Nienke Bakker (Dutch Growth Research Foundation, Rotterdam) and colleagues studied two groups of PWS patients: 522 who received at least 3 years of rhGH treatment during prepubescence and 173 who were treated during adolescence until near adult height.
In the younger children, height standard deviation score (SDS) improved markedly, from –2.05 at treatment initiation, when they were aged an average of 4.4 years, to –0.31 after 3 years.
The adolescents began treatment at an average age of 8.2 years, and made good initial progress, with their average height SDS improving from –2.14 to –0.22 at the start of puberty. However, this then declined, despite continued treatment, resulting in a final height SDS of –1.19.
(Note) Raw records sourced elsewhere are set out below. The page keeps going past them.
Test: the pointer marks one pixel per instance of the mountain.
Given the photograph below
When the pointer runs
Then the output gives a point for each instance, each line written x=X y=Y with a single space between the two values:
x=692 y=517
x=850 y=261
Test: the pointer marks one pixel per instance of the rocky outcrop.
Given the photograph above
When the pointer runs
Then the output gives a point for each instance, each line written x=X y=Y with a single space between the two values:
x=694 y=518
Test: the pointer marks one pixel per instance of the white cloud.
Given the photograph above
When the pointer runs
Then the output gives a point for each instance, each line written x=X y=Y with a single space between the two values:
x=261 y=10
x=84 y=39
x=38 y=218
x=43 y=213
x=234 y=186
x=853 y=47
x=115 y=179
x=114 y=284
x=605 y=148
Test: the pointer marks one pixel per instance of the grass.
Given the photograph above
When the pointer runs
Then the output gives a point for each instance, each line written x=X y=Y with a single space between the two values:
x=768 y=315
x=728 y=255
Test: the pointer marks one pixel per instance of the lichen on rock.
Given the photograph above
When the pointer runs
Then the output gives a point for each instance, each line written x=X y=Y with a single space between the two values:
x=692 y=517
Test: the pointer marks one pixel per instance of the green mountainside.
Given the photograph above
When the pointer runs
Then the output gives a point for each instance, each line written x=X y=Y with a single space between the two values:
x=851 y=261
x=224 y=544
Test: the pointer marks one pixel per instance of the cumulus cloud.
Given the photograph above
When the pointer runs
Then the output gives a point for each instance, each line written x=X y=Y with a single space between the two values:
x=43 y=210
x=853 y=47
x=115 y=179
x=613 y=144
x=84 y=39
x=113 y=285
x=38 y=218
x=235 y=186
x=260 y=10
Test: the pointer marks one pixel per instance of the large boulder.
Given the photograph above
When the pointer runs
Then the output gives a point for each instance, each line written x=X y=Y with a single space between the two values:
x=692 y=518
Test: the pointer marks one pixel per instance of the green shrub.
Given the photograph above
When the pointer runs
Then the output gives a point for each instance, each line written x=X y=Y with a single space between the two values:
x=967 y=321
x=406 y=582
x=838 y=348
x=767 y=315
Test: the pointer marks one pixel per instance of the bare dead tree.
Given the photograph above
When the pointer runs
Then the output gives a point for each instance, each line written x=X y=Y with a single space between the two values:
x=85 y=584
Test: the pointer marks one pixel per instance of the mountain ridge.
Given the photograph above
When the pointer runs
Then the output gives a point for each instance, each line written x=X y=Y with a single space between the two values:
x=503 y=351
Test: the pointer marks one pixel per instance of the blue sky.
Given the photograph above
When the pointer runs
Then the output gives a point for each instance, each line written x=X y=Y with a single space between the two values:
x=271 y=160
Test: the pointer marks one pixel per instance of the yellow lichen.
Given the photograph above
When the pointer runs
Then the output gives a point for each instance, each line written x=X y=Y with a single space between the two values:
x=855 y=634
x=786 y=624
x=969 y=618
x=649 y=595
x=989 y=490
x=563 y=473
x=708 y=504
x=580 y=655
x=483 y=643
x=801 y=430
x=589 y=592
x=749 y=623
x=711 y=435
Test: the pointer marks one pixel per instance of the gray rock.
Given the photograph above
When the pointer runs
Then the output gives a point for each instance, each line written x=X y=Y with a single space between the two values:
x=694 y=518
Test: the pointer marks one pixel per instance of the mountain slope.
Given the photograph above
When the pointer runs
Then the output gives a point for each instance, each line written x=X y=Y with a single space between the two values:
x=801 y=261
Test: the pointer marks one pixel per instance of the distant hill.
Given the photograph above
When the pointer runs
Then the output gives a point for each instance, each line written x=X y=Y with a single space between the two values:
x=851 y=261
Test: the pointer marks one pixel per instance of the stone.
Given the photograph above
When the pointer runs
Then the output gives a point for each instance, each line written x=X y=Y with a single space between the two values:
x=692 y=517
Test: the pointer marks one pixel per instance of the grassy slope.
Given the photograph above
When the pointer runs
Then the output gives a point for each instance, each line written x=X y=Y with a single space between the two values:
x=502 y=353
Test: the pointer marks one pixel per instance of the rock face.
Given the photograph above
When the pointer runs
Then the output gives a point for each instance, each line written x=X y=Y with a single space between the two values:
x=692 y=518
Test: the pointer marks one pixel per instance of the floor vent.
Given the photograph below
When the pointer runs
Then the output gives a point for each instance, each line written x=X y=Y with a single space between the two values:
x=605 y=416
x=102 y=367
Nevertheless, this was a significant improvement from baseline and, the team says, equated to “acceptable” near-adult heights of 170.1 cm in boys and 155.8 cm in girls.
The researchers attribute the decreased treatment effect during puberty to the reduced pubertal growth spurt seen in PWS patients irrespective of treatment, due to delayed development after Tanner stage 3. Although data are lacking, they suggest that “by adequate sex hormone substitution some additional height gain could be expected.”
Treatment with rhGH had the anticipated effects on body mass index (BMI), with the average SDS remaining below +2.0, which Bakker and team say is “in contrast to the natural course of increasing obesity in children with PWS.”
However, they observe that the average weekly rhGH dose used was 0.22 mg/kg – well short of the recommended 1 mg/kg, suggesting that a higher dose might further improve BMI outcomes, and they note that earlier initiation of rhGH could stabilise BMI at a lower level.
“Moreover, early initiation of GH treatment has also shown its benefits in motor and mental development in young children with PWS,” they write in The Journal of Clinical Endocrinology & Metabolism.
Of the total 2332 PWS patients in the database, 545 had reported adverse events, including 174 serious adverse events. Scoliosis was by far the most frequent adverse event, and other known side effects of PWS, such as cryptorchidism, sleep apnoea and psychiatric disorders, were also common.
Twelve children died, of causes including gastric perforation, pneumonia and accident. The researchers say the reported annual death rate “seems low compared to the high annual mortality rate of 3% in untreated PWS patients.”
But they stress that “safety issues, such as diabetes, sleep-related breathing disorders, gastric problems and infections, should be closely monitored in children with PWS, with and without GH treatment.”